É incrível que me perca eu em detalhes de museu tendo à volta tanta aguerrida guerra, tanto prognóstico, diagnóstico, elucubradas pseudosoluções, resmas de crítica exibindo fundamentos e saberes díspares, ou não fossem senão uma amálgama opinativa. Pois, mas acontece-me.
Ademais, andam as gentes augurando fins de um governo a começar, do mesmo modo que auguraram e trabalharam para o finalmente(!) do anterior. Ninguém nos serve, e parece que só o 25 de Abril conseguiu o passo em frente; no dia seguinte, análises e mais análises, e voltámos ao de sempre: a rotina briguenta entre esquerda e direita que agora é ultra, e a mim me parece outra coisa. Para que vou eu falar disto, se toda a gente fala e o diz melhor e também pior que eu, mas tenho certeza que não acrescento. Penso, aliás, que o problema é mais extenso e o mal mais entranhado, talvez mesmo irrestrito, sem retirar à bolha política a responsabilidade que lhe pertence ou devia pertencer. Se tenho esperança? No sentido em que espero sempre que melhoremos como país e como povo, sim, mantenho a esperança; mas creio ser problema pessoal, erro genético como tantos.
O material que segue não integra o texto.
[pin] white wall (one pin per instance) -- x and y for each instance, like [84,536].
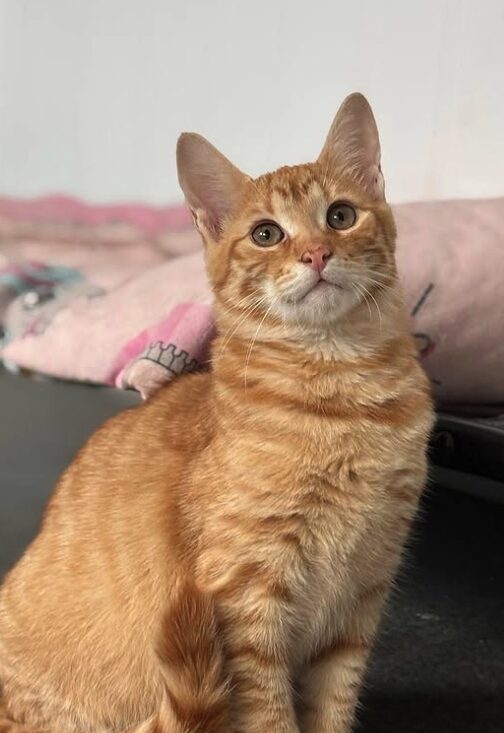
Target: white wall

Proponho antes falar da beleza das jovens retratadas, lembro por exemplo uma que se faz acompanhar de um cão tal qual o Matrix que Deus tem; neste aspecto, pendo para Aristóteles, o meu céu está cheio de cães e gatos acompanhando os donos. E bastou rever o Matrix tão alegre como carinhoso, para a jovem me surgir linda. Verifiquei também que a moda não existe nos animais, passaram séculos e aquele quadrúpede era igualinho ao meu cão, enquanto eu, felizmente, não sou obrigada à tortura que devia ser o vestuário feminino. Revi várias jovens, já as vou reconhecendo em sua pose eterna, os mesmos anéis de cabelo sem mudança, olhos ainda esperançados. Que idade teriam. O mundo do retrato pictórico ama as jovens e também senhores ou senhoras importantes, mas quase punha a cabeça no cepo, assumo que os modelos juvenis seriam mais prazerosos de pintar. Intrigou-me o retrato de certo jovem vestido de negro e de nome Marco que se fez retratar com a mão pousada sobre um livro aberto e tendo logo acima, nuazinha, a reconhecível Vénus de Milo, tão decepada como pertence.
Dos tapetes que são pequenas e grandes maravilhas se as contarmos ao metro quadrado, digo que gostei sobretudo dos mais gastos. Quantos pés por ali avançaram e talvez que nenhum do povo, razão para me debruçar com mais interesse sobre os pequenos tapetes muçulmanos usados na oração: estão puídos no sítio onde ajoelhavam e prostravam cabeça e mãos. Terá passado por eles muita ficção orante, devaneios, planos macabros; mas também muita prece crente, muito pedido impossível, quem sabe se genuínas lágrimas (os homens também choram).
Continuando viagem, verifico não dar pela vigilância discreta. É verdade que as luzes apontam as pinturas e o mais que é de ver, mas sou grata a que não se levantem, perturba-me se algum se ergue e vem rondar feito sombra, "estou aqui". Ali, ninguém diz que está, e é como se não esteja. Só as obras têm voz. O exercício é olhar e escutá-las. Ali é o recôndito desejado, onde o visitante satisfaz o olhar e pensa diferente e distinto em cada vez.
O remate final: admirar e perder-me em Lalique. Objectos tão delicadamente bonitos! Requinte.
Depois? Bom, depois saio e dirijo-me à entrada principal. Desço para o amplo lugar que leva a anfiteatros e bar, procuro um sofá sossegado, descanso a eficácia das pernas e devaneio. Desta vez sofri uma interrupção assaz palerma: toca o telemóvel e, de chofre, a pergunta, "em 2013 qual era o teu livro preferido, tem oito letras". Dei uma gargalhada, pois não era anedótico?!